Sen. Conrad thinks David Walker is "providing an enormous public service."
Asked if he agrees with Walker's figures and his projections, Sen. Conrad says, "I do. You know, I mean we could always question the precise nature of this projection or that projection. But, that misses the point. The larger story that he is telling is exactly correct."
Conrad acknowledges that most people in Washington are aware how bad the situation is. "They know in large measure here, Republicans and Democrats, that we are on a course that doesn't add up," the senator tells Kroft.
"Why doesn't somebody do something about it?" Kroft asks.
"Because it's always easier not to. 'Cause it's always easier to defer, to kick the can down the road to avoid making choices. You know, you get in trouble in politics when you make choices," Sen. Conrad says.
Asked if he thinks taxes should be raised, the senator says, "I believe first of all, we need more revenue. We need to be tough on spending. And we need to reform the entitlement programs ... we need to do all of it."

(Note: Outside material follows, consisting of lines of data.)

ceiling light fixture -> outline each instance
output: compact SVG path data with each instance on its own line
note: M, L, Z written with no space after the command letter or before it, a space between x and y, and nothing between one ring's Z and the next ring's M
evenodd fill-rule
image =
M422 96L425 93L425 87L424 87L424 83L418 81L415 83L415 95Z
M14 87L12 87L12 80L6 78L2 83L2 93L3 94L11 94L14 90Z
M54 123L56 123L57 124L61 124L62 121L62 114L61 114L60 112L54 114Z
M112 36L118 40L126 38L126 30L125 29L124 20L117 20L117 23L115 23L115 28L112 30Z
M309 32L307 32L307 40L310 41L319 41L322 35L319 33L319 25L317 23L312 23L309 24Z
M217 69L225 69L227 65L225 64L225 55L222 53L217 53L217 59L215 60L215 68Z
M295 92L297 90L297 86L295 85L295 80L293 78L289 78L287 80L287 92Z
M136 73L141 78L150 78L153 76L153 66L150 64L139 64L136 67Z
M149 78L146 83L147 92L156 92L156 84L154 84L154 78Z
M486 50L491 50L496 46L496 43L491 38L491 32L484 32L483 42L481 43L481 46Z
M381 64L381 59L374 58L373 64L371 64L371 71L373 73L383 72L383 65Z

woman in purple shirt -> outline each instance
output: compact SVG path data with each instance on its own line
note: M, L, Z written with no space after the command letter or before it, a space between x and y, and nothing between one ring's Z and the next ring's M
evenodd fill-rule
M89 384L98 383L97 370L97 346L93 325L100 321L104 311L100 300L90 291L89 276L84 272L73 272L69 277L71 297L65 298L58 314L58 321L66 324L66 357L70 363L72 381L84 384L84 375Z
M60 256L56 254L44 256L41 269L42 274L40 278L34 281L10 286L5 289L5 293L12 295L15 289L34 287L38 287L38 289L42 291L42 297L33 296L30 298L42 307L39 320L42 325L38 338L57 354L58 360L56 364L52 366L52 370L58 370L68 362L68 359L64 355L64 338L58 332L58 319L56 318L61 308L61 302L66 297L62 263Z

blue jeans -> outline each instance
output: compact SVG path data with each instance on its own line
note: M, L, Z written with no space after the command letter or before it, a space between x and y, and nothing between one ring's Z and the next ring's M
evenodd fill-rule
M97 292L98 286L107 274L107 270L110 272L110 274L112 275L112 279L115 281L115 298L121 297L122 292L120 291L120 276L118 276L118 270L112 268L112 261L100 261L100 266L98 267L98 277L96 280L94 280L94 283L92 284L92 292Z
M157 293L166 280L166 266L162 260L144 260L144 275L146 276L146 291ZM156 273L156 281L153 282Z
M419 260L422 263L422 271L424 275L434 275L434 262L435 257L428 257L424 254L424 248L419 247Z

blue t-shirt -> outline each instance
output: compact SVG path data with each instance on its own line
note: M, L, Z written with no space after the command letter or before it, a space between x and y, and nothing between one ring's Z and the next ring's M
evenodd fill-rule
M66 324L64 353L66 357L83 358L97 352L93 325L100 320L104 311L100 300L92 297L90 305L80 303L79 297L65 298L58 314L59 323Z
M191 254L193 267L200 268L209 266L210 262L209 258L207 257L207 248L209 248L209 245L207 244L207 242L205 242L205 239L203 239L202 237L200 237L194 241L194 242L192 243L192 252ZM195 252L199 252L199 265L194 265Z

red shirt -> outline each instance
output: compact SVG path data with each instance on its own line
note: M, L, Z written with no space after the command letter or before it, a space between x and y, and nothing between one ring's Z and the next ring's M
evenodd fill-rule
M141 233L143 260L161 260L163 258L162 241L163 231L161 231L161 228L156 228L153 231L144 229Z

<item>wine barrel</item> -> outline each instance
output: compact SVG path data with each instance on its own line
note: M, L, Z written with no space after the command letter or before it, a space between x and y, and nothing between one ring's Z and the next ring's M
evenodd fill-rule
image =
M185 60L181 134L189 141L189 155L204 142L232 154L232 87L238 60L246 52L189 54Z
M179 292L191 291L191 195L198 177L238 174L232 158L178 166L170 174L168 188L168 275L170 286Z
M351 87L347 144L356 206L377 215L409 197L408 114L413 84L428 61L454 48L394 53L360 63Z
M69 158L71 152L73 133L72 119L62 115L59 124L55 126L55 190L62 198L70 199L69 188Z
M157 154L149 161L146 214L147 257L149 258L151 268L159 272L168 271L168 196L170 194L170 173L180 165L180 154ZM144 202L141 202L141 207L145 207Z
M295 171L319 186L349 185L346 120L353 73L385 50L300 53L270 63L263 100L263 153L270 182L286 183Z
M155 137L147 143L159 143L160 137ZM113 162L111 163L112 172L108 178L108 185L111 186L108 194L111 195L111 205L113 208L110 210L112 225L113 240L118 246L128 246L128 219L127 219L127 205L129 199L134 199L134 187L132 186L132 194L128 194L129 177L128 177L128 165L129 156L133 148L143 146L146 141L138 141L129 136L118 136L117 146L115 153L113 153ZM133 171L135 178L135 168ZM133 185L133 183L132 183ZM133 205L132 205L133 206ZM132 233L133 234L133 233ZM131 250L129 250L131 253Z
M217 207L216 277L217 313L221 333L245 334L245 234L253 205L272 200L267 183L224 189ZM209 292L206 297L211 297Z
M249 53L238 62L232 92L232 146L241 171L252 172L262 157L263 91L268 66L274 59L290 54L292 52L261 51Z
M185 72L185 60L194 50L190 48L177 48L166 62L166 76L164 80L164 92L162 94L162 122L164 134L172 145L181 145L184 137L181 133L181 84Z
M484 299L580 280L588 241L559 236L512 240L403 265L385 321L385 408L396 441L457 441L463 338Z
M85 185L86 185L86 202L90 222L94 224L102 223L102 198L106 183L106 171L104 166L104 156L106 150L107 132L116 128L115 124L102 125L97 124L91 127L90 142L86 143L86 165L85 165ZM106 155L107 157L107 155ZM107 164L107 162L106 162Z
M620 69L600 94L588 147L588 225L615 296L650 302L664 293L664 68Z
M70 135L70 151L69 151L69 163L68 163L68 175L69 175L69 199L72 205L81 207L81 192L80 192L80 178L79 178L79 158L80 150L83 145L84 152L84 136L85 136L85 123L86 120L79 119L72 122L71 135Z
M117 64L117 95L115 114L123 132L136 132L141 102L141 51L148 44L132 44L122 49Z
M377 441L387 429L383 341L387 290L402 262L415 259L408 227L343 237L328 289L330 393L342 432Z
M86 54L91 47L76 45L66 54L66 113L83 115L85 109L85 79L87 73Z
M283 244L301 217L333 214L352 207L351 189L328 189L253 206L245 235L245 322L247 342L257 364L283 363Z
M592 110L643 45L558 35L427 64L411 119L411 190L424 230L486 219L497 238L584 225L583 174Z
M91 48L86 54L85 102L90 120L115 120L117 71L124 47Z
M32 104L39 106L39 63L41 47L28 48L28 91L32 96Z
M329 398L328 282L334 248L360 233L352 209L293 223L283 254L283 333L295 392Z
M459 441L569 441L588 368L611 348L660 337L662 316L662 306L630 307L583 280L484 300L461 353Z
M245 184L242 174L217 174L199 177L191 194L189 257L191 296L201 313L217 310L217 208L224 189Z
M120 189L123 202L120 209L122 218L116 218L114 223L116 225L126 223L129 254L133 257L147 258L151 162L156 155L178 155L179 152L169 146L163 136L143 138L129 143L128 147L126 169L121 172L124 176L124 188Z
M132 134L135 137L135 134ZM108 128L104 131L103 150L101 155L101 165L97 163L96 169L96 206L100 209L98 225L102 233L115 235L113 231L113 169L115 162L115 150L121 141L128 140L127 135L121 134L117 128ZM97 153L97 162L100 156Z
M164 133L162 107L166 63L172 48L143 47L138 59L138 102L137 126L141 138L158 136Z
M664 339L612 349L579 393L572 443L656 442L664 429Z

But he admits he doesn't think there's a consensus for raising taxes.
"Any politician who tells you that we can solve our problem without reforming Social Security, Medicare, and Medicaid is not telling you the truth," Walker told an audience at the University of Denver.
Over the next year, the nation's top accountant will be traveling to the early primary states, telling voters that we need to begin raising taxes or government revenues and put a cap on federal spending if we want to maintain our economic security and standard of living.
"If you tell them the truth, if you give them the facts, if you explain this in terms of not just numbers but values and people, they will get it and empower their elected officials to make tough choices," Walker argues.
Asked if he knows any politicians wi lling to raise taxes or cut back benefits, Walker says, "I don't know politicians that like to raise taxes. I don't know politicians that like to cut spending, but I think what we have to recognize is this is not just about numbers. We are mortgaging the future of our children and grandchildren at record rates, and that is not only an issue of fiscal irresponsibility, it's an issue of immorality."